4. Seeing Other People by Mark Anthony Carpenter

            "Did you know Ava Braun had two failed suicide attempts before she and Hitler finally killed themselves at the close of the war?"
            "Is that a fact?" she asked.
            "Hitler’d had a run of suicidal girlfriends, I’d say his artistic side was attracted to them. He only became a dictator because he failed as a painter."
            "Well, every person has a calling, it just takes some longer to find it than others."
            "You’re being sarcastic now," I told her.
            "Well, seriously. I mean what if he had taken off as a painter, would he be heralded as the most influential painter of the twentieth century?"
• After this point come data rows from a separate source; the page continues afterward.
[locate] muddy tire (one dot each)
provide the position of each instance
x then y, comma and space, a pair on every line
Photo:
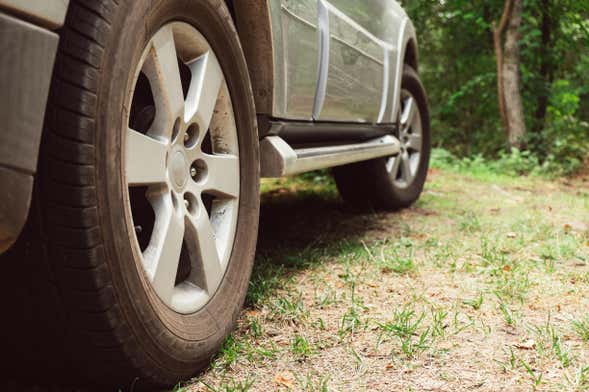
396, 182
104, 298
            "My mother tells me that title belongs squarely in the hands of Thomas Kinkade."
            "Well, your mother does have a lot of things to say about Thomas Kinkade. How many Jews has he killed?"
            "Honestly, that’s distasteful."
            "I’m just trying to put things into perspective."
            "So, I was wondering if you wanted to stop by the Swank Hole tonight. Grab a couple drinks. El Sob's band is playing."
            "That guy creeps me out."
            "El Sob’s alright. You’ll like his new band, they only play David Bowie songs, and none of the crap. Strictly Ziggy Stardust through the first third of Let’s Dance. He doesn’t fuck around with the Nazi folk shit."
            "First off, Hunky Dory is a fine album. Secondly, he always stares at my breasts when we’re around him. I keep waiting for him to jump across the table and maul me."
            "He’s my best friend, you might be the only attractive woman in Los Angeles who’s safe from him. He’d never lay a hand on my girlfriend."
            "Right."
            "So, I’ll pick you up around seven. Put some thought into where you want to eat."
            Just after Seven-Thirty, we met El Sob at the Swank Hole, Los Angeles’ last refuge for punk rock.
            Taking a seat on a musty street couch, Stephanie casually announced "This place smells like urine."
            "It’s atmosphere, you’ll hardly notice it in a half hour", El Sob assured her.
            We ordered a round of Budweisers from a green haired cocktail waitress, one of three.
            "You remember Stephanie, right?" I asked El Sob.
            "Yeah,"he said. "From what’s her fuck’s party."
            "Darleen,"Stephanie said.